Thursday, March 17, 2011

Lawsuits and Costs

Let’s Get Litigious… Again

Anyone else get the feeling that the reason they converted the Old City Hall to a Provincial Court House was to cut down on travel time? Coming soon, to a judge near you, is a suit brought by the City against the Board of Health to prevent them from constructing a new Health Unit headquarters and unilaterally saddling Guelph with the $10 million cheque.

"Guelph City Council has agreed it will urge the Counties of Dufferin and Wellington to not support the Board of Health in proceeding with direct ownership of property," said Mayor Karen Farbridge in a press release. "We will be requesting the counties participate, along with the City, in meetings with the Ministry of Health and Long Term Care to discuss alternatives that would not jeopardize Provincial participation in funding accommodation costs or add to the City's debt."

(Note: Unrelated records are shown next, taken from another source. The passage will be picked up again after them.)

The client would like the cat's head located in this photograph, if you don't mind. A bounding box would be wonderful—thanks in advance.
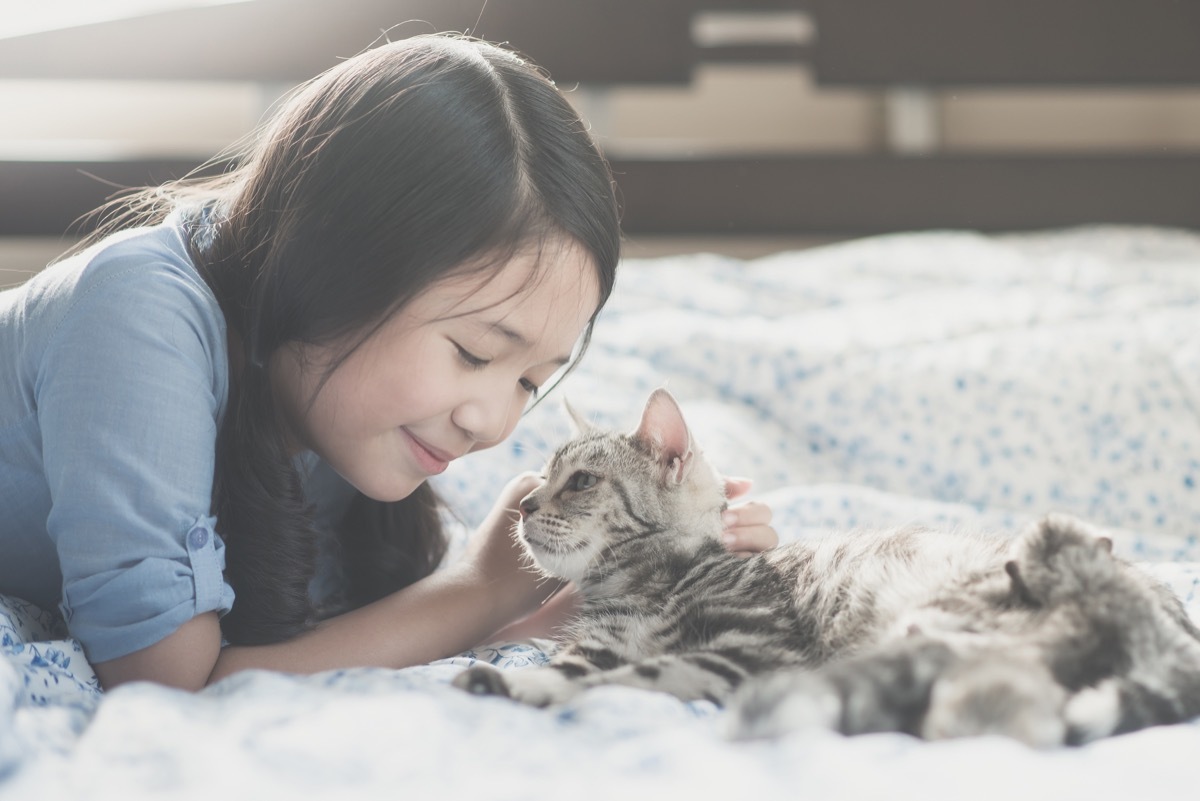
[518,390,725,591]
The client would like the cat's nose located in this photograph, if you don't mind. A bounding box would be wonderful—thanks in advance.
[517,495,538,520]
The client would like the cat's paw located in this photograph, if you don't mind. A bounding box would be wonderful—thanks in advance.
[920,655,1067,748]
[452,664,509,698]
[726,673,841,740]
[452,664,582,706]
[1004,514,1114,607]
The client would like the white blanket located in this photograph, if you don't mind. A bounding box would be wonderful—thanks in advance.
[0,227,1200,801]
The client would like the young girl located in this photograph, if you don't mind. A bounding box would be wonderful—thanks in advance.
[0,36,775,688]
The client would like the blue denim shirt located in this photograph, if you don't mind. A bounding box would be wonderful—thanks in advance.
[0,221,241,662]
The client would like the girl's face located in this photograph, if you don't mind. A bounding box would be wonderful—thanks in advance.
[271,242,600,501]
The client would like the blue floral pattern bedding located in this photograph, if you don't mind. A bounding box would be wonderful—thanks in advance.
[0,227,1200,801]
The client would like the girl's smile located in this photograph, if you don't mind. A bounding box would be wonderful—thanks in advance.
[271,239,600,501]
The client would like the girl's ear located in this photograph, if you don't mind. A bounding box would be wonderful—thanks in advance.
[563,396,595,436]
[634,390,694,484]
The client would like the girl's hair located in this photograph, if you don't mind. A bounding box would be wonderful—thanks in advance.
[84,35,620,644]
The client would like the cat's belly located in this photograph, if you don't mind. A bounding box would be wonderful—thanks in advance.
[769,529,1009,655]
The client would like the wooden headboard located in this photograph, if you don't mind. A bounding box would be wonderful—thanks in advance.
[0,0,1200,235]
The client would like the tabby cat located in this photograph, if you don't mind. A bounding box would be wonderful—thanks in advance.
[455,390,1200,746]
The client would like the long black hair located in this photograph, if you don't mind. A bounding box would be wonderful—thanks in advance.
[82,35,620,644]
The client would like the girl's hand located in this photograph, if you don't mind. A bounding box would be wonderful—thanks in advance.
[721,477,779,556]
[463,472,559,622]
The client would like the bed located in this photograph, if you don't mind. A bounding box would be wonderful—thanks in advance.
[0,0,1200,801]
[0,225,1200,799]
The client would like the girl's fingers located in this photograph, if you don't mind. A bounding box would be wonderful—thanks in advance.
[725,476,754,500]
[721,501,779,556]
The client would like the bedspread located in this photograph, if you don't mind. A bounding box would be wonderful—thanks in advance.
[0,227,1200,801]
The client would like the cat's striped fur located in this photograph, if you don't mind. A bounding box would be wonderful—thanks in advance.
[456,390,1200,745]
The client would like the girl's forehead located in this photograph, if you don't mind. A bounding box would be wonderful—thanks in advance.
[418,243,600,320]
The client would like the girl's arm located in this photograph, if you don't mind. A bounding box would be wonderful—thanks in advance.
[95,475,556,689]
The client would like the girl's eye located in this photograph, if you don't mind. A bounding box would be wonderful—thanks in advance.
[566,470,600,493]
[454,342,492,369]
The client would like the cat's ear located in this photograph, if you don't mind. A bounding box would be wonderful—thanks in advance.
[563,397,595,436]
[634,390,694,483]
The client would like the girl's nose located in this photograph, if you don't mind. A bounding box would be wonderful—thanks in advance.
[455,396,511,445]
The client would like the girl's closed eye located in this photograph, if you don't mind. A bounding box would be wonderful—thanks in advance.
[454,342,492,369]
[451,341,539,398]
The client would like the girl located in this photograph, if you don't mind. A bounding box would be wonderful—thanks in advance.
[0,36,775,688]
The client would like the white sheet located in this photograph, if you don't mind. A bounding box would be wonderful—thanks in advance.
[0,227,1200,801]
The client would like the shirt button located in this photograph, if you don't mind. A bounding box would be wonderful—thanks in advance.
[187,525,209,550]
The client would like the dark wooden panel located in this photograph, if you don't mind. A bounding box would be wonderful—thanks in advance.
[0,161,212,236]
[0,0,700,83]
[0,155,1200,236]
[812,0,1200,85]
[613,155,1200,235]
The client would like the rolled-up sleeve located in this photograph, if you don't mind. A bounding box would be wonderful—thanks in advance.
[36,256,233,662]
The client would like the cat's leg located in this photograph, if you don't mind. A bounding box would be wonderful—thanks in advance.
[454,637,625,706]
[452,664,583,706]
[730,637,959,740]
[454,650,763,706]
[920,652,1067,748]
[1064,663,1200,745]
[1004,514,1116,607]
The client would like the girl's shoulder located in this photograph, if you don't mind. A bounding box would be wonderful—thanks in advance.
[12,219,226,357]
[22,219,217,314]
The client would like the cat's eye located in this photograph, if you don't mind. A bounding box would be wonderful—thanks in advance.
[566,470,600,493]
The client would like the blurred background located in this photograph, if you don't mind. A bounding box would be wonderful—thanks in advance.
[0,0,1200,285]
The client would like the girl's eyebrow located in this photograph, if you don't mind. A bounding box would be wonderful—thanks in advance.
[479,320,571,367]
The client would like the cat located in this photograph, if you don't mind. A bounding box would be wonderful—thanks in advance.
[454,390,1200,747]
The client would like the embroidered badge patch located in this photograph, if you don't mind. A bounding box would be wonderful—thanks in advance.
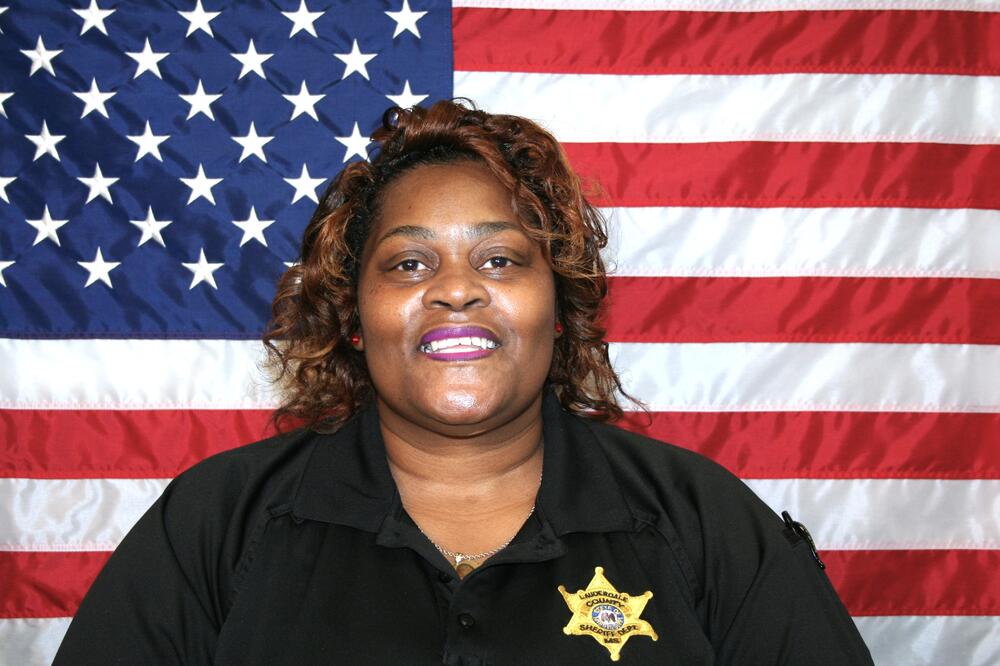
[559,567,658,661]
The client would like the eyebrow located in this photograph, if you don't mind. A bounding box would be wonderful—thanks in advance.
[376,221,520,245]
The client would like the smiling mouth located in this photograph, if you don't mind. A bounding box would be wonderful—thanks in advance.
[420,336,500,355]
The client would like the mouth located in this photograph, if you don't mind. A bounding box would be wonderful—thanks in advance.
[419,326,501,361]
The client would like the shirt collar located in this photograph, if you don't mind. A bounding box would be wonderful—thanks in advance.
[292,392,634,536]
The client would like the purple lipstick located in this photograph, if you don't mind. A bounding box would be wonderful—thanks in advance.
[420,326,500,361]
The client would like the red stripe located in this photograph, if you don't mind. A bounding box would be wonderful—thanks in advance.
[452,8,1000,75]
[0,550,1000,618]
[564,141,1000,209]
[606,274,1000,344]
[7,410,1000,479]
[821,550,1000,616]
[0,551,111,618]
[621,412,1000,479]
[0,409,273,479]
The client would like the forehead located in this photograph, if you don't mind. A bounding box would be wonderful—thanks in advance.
[373,160,519,237]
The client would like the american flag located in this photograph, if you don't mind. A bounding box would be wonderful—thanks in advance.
[0,0,1000,665]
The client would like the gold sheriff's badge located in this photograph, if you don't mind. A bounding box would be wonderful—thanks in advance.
[559,567,658,661]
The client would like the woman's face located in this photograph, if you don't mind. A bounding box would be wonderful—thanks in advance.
[358,162,555,435]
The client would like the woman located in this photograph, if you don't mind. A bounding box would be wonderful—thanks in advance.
[56,102,871,664]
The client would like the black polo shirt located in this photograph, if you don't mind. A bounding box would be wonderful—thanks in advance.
[55,396,872,666]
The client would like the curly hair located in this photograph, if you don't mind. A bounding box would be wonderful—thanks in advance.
[264,101,627,430]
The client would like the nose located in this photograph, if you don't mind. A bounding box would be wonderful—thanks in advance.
[423,262,490,312]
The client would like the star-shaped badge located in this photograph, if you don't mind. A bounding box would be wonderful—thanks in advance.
[559,567,658,661]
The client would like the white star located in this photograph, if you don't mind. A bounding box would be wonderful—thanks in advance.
[125,37,170,79]
[386,81,427,109]
[285,164,326,203]
[281,0,323,37]
[0,176,17,203]
[177,0,222,37]
[282,81,326,120]
[386,0,427,39]
[24,120,66,162]
[21,35,62,76]
[0,258,14,287]
[336,122,371,162]
[229,39,274,80]
[181,248,225,290]
[333,39,378,80]
[129,206,173,247]
[181,164,222,206]
[76,164,119,204]
[73,78,115,118]
[233,120,274,164]
[76,246,122,289]
[180,79,222,120]
[73,0,115,35]
[25,206,69,247]
[233,206,274,247]
[126,120,170,162]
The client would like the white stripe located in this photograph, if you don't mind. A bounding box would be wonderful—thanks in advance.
[0,479,1000,551]
[452,0,1000,12]
[746,479,1000,550]
[0,617,69,666]
[604,207,1000,278]
[854,615,1000,666]
[0,339,1000,412]
[610,342,1000,412]
[0,479,168,550]
[0,615,1000,666]
[455,72,1000,144]
[0,339,275,409]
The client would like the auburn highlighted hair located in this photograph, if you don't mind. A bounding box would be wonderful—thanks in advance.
[264,101,627,430]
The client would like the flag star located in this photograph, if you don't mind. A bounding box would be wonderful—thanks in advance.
[229,39,274,80]
[76,247,122,289]
[181,248,225,290]
[25,206,69,247]
[21,35,62,76]
[73,78,115,118]
[281,0,323,37]
[0,258,14,287]
[386,81,427,109]
[76,164,119,204]
[285,164,326,203]
[73,0,115,35]
[282,81,326,120]
[233,206,274,247]
[129,206,173,247]
[336,122,371,162]
[126,120,170,162]
[179,79,222,120]
[125,37,170,79]
[181,164,222,206]
[333,39,378,80]
[233,120,274,164]
[0,176,17,203]
[24,120,66,162]
[177,0,222,37]
[386,0,427,39]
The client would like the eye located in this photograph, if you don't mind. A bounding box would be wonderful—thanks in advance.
[393,259,427,273]
[480,255,514,268]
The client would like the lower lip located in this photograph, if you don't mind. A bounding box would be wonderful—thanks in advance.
[423,349,496,361]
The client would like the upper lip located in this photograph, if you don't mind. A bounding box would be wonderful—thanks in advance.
[420,326,500,345]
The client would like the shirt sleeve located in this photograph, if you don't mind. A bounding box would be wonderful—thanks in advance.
[53,466,237,666]
[716,512,873,666]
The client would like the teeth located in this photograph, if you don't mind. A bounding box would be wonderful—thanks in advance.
[421,336,500,354]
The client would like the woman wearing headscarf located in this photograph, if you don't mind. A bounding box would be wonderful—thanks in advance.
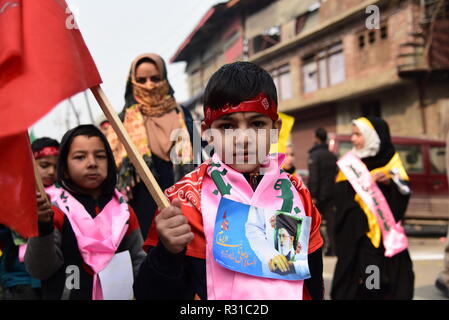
[107,53,194,238]
[331,117,414,300]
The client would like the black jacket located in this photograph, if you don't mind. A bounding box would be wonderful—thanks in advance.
[308,143,337,202]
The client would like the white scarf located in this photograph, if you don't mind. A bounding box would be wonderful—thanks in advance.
[352,118,380,159]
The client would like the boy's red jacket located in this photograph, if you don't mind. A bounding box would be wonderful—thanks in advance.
[144,162,323,259]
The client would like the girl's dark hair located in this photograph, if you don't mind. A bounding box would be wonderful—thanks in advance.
[56,124,117,193]
[203,62,278,110]
[31,137,59,152]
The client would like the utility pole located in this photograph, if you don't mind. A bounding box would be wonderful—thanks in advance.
[69,98,81,125]
[84,91,95,124]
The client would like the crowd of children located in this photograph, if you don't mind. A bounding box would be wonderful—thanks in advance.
[0,62,413,300]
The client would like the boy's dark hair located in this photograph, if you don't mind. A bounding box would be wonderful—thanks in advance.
[203,62,278,110]
[315,128,327,143]
[31,137,59,152]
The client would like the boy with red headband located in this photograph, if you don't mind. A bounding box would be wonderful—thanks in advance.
[134,62,324,300]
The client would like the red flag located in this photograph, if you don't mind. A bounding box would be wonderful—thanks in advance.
[0,132,37,238]
[0,0,101,136]
[0,0,101,237]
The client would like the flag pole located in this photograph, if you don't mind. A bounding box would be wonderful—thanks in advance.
[90,85,170,209]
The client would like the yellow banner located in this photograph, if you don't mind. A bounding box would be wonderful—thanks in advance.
[270,112,295,153]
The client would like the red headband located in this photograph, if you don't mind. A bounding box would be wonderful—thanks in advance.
[204,93,279,126]
[33,147,59,159]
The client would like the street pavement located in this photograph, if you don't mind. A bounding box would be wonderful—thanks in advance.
[323,236,447,300]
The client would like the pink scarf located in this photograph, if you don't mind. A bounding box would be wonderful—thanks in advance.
[56,188,129,300]
[337,151,408,258]
[201,154,308,300]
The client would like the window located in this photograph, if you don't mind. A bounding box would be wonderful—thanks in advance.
[302,43,345,93]
[430,147,447,174]
[302,60,318,93]
[328,44,345,86]
[271,64,293,101]
[395,145,424,173]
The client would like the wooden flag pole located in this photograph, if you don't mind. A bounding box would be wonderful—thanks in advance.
[90,85,170,209]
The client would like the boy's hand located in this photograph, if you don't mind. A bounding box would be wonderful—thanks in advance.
[36,192,53,222]
[155,199,193,254]
[373,172,390,185]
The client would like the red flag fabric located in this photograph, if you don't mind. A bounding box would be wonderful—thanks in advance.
[0,0,102,137]
[0,0,101,237]
[0,132,37,238]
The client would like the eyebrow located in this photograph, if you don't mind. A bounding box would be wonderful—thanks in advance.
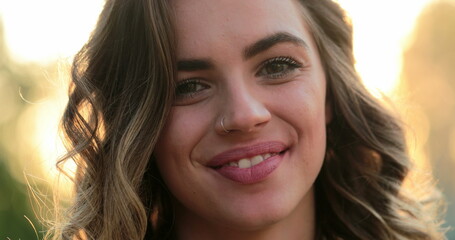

The Province is the key to all this. Basically, about $22 million is needed to build new facilities for the Wellington-Dufferin-Guelph Health Unit both here and in Orangeville. According to the current budget structure for the WDGHU, 75 per cent of the funding comes from the Government of Ontario and 25 per cent from the municipalities. But for some reason, the Province isn’t going to foot their share of the bill on this one, and is sticking the whole cheque with Guelph and Orangeville. Naturally, this was not received well on the local level.

“While the City of Guelph acknowledges a new location is needed, it hopes an injunction will afford the chance to determine its legal obligations to fund these types of projects,” said the formal statement in the press release. “The City is committed to exploring alternatives, and remains hopeful an alternative can be found.”

Museum for Sale?

Why do construction cost always overrun? No time to worry about that now, because costs for the construction of turning the Loretto Convent into the new Civic Museum have overrun and the City needs a way to pay for it. Last week, a potential solution presented itself: sell the current Civic Museum building. In a report, City Staff gave the okay to investigate what would be involved in selling the 160-year-old limestone building, which could fetch between $500,000 and $700,000 on the market. Members of the Community and Social Services Committee also asked to see options for leasing, but the fact of the matter is that the City needs money, or the new Museum might not be completed this year as planned. “It’s best to complete the Loretto project and get it done right rather than have two assets to pay for,” said Ann Pappert, executive director of community and social services.

The Tax Burden on Council

Two nights of debating till midnight, a string of confused or misunderstood numbers, a bunch of new hires, a revolt over transit funding, raiding reserves to keep taxes down, and still ending up with a 3.14 per cent increase, it seems that everyone agrees on one thing: the way the City of Guelph does its budget just isn’t working.

The Guelph Tribune reached out to all 13 members of Guelph City Council to get their opinion on improving the budget process for next year. Considering that nearly half of council voted against the 2011, opinions were not in short supply.

“I recall doing zero-based budgeting when I was first elected,” wrote Gloria Kovach. Zero-based budgeting requires city departments to account for every dollar spent by making them start their budget process at zero rather than basing it on spending from the year before. “Unfortunately, that opportunity, even modified, is not available for council or staff. At some point when the budget is only given to council at a high level, without detailed explanations, it is impossible for council to understand the details needed for responsible budgeting.”

Karl Wettstein was a little more pragmatic saying that this year was a unique case because the process got started so late this year due to the election and that the City was still suffering from the residual impact of the recession. “I expect we will have a budget debrief session to assess where we can make improvements, get back to earlier time lines and generally continue to improve our budget process,” Wettstein said.

You can read the full story for yourself here:

They Cost How Much?

Partisan back and forth is nothing new, especially with the possibility of an election (constantly) in the air, but last week Liberal MP Frank Valeriote and Federal Conservative candidate Marty Burke disagreed on the math. The math in question is the cost of Canada’s new fleet of 65 F-35 fighter, the government originally said the cheque for the planes would come in at $16 billion, but Parliamentary budget officer Kevin Page estimated the entire package will cost taxpayers $22.6 billion over 20 years. If the planes are in service for 30 years, that price tag could jump to nearly $30 billion. Valeriote accused the Tories of hiding the true cost, but Burke says they were merely talking about two different timelines for the life of the planes. But there’s one thing both men agree on, and that is that Canada really does need new fighter planes. It’s ironic that it takes war planes to bring us together.